Hunter-Reay calls for change
After winning last Sunday’s race at Pocono, Ryan Hunter-Reay talked about the dangers of racing open cockpit cars. “These cars are inherently dangerous with an open cockpit and your head exposed,” Hunter-Reay remarked. “Maybe in the future we can work towards some type of canopy. We’ve seen some concept renderings of something like a jet fighter canopy that would give us a little more protection. To get hit in the head by a nosecone is a scary thought.
“We’re always looking for ways to make this series safer. First of all we had the innovation of the Safer barriers and now it’s time for a new Safer barrier. I think on oval tracks in general we need to start looking into the next 20 years. Maybe we could make the walls a little higher, or maybe come up with something a little bit better than mesh fencing and poles.
“We need to start moving forward on these things. IndyCar has always been in the forefront of safety. I give them a lot of credit for that.
“When it comes to open-wheel cars, open-wheel means open cockpit. It’s always been that way. There have been some renderings of an almost boomerang-looking device in front of the driver that won’t block your vision but would deflect something like this.

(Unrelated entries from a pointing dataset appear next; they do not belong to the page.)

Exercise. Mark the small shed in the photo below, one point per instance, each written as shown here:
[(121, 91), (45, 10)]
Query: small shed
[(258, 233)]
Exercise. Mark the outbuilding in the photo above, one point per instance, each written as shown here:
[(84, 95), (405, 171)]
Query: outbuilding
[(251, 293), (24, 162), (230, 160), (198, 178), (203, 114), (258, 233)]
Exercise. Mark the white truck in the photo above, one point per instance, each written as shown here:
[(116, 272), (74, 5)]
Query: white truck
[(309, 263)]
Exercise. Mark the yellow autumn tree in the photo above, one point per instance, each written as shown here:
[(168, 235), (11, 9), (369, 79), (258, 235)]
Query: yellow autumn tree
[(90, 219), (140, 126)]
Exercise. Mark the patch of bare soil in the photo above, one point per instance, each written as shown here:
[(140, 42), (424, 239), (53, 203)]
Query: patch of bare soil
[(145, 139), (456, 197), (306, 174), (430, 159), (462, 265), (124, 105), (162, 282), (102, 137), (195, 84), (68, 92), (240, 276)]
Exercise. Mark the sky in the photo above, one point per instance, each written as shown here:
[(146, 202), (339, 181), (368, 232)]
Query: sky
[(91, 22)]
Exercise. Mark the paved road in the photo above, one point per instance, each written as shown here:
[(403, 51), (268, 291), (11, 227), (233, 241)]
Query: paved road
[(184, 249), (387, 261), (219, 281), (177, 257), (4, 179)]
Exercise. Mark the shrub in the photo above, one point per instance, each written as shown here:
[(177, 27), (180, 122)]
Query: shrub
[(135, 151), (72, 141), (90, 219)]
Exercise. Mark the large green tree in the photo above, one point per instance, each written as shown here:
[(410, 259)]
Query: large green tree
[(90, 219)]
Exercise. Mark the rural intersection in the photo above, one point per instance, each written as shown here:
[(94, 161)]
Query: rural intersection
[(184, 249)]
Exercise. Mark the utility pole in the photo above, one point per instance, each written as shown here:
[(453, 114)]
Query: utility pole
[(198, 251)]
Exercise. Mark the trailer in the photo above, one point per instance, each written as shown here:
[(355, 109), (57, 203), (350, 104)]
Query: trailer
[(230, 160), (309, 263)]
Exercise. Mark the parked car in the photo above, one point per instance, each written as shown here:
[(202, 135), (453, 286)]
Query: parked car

“I’ve seen many renderings, but unfortunately it’s only natural that when there is a situation like this, it breeds innovation. That’s unfortunate, but I think that’s the way life is in general. That’s the way everything works. Hopefully, we can move forward with a positive light on things like flying debris through the air.
“The IndyCar series is much more dangerous than NASCAR,” Ryan added. “That’s something that’s more in our minds than in some other forms of racing like NASCAR or sports car racing. I’m not saying that we’re better because of it. It’s just a part of it.”